“不知道。”古月安搖了搖,又說,“這神通廣大的寧王殿下,是個什麼樣的人?”
“如你所說,是個很有點意思的人。”
“多有意思?”
“他很弱。”
“弱?”
“他不會武功。”
“他不會武功?”古月安驚奇,一個生在大陳這種武風極盛的國家的皇子,又是足以和太子殿下正面爭鋒的人,居然不會武功?
的確,很有意思。
“寧王殿下,當今陛下第三子,姓陳,名嘲風,字宇平,現年二十二歲,六歲習武,手不能持劍,遂棄,好圍棋,好讀書,好字畫,好美食,好名馬,好美酒,好美人,好天下一切美好事物,唯獨不好武。”顧長安最後道,“所以皇帝賜他一個寧字。”
“妙人。”古月安忍不住稱讚。
“想去了?”顧長安第二次問這個問題。
“我最近聽人說,之前我能平安護送小染來京,是這位三殿下出的力。”古月安這麼說著摸了摸李小染的小腦袋,而小姑娘只是在他懷裡露出一雙眼睛看著他們。
“此話怎講?”
“太子殿下麾下能人無數,可最終派來阻截我的,不過柳赤龍,樓朝贇,樓羽,皆不是他真正嫡系,只因三殿下曾在春風樓替我放言此事,扼住了太子殿下的殺機。”古月安看著顧長安,“雖然不知道此事真假,但我古月安平生最不喜欠人東西。”
“小心。”顧長安低聲。
“又不是鴻門宴。”古月安大笑了起來,“再說,這京城,現在還真沒有能讓我小心的東西。”

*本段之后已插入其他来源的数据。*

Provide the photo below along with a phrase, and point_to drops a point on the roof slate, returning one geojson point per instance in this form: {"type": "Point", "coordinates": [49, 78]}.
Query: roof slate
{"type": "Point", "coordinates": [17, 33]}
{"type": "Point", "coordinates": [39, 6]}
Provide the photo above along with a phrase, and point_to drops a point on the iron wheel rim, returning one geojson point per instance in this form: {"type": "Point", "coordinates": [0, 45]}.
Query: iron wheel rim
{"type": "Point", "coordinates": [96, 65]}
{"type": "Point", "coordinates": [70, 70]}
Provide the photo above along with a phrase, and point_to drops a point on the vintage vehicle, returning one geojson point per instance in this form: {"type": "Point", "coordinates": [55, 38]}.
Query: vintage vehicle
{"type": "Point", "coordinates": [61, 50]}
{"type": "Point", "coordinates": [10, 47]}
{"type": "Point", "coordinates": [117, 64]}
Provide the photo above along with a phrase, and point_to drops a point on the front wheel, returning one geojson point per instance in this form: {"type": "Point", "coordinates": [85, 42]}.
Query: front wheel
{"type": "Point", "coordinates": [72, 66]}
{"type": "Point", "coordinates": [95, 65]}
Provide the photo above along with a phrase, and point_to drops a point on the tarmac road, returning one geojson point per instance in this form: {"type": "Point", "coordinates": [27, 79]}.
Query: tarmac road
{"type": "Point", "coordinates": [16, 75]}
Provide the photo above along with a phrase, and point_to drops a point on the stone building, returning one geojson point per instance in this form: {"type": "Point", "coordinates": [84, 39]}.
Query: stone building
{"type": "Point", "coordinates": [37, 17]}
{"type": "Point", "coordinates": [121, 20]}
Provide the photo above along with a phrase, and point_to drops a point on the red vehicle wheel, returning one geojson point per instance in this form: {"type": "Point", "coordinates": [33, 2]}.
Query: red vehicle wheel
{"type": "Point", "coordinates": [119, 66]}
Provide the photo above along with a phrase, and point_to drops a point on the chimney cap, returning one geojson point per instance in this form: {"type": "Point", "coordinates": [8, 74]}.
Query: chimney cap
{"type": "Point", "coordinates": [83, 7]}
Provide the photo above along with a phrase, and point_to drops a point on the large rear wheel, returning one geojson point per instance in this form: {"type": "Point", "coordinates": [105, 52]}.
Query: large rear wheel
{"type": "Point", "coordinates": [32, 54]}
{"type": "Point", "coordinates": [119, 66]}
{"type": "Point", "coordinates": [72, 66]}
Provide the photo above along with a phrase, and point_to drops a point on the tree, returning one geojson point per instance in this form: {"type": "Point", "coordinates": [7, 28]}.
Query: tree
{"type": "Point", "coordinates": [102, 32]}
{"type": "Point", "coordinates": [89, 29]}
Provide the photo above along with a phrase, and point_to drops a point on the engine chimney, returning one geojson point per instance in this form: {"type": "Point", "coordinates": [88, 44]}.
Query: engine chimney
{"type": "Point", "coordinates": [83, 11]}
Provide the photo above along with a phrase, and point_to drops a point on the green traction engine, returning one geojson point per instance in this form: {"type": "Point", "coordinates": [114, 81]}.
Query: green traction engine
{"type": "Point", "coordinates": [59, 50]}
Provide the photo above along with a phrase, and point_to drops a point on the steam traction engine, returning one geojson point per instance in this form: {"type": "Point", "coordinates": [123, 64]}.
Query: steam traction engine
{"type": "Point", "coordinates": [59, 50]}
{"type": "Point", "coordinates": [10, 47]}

“我是怕你喝多了,被寧王府的美麗歌姬纏住了回不來。”顧長安搖頭,“我們千里一敘,也不容易,晚上還想找你喝酒的。”
“那我一定早回。”古月安這麼說著,走了。
顧長安坐在麵館裡,看了一眼李小染,說:“小染,把碗洗了吧。”
“恩。”李小染點了點頭,卻還是忍不住朝外面看,她是在擔心古月安,雖然她也不知道到底在擔心什麼。
可就是擔心。
顧長安等到李小染進了廚房,緩緩開啟了一張紙條,上面寫著:古君有險,遲恐不及。
她看著上面俊秀的字型,忍不住又看了看自己的手,像是在比較,自己的手和那隻寫下這些字的手,到底哪隻更好看一些。
“備車。”她用極低的聲音說。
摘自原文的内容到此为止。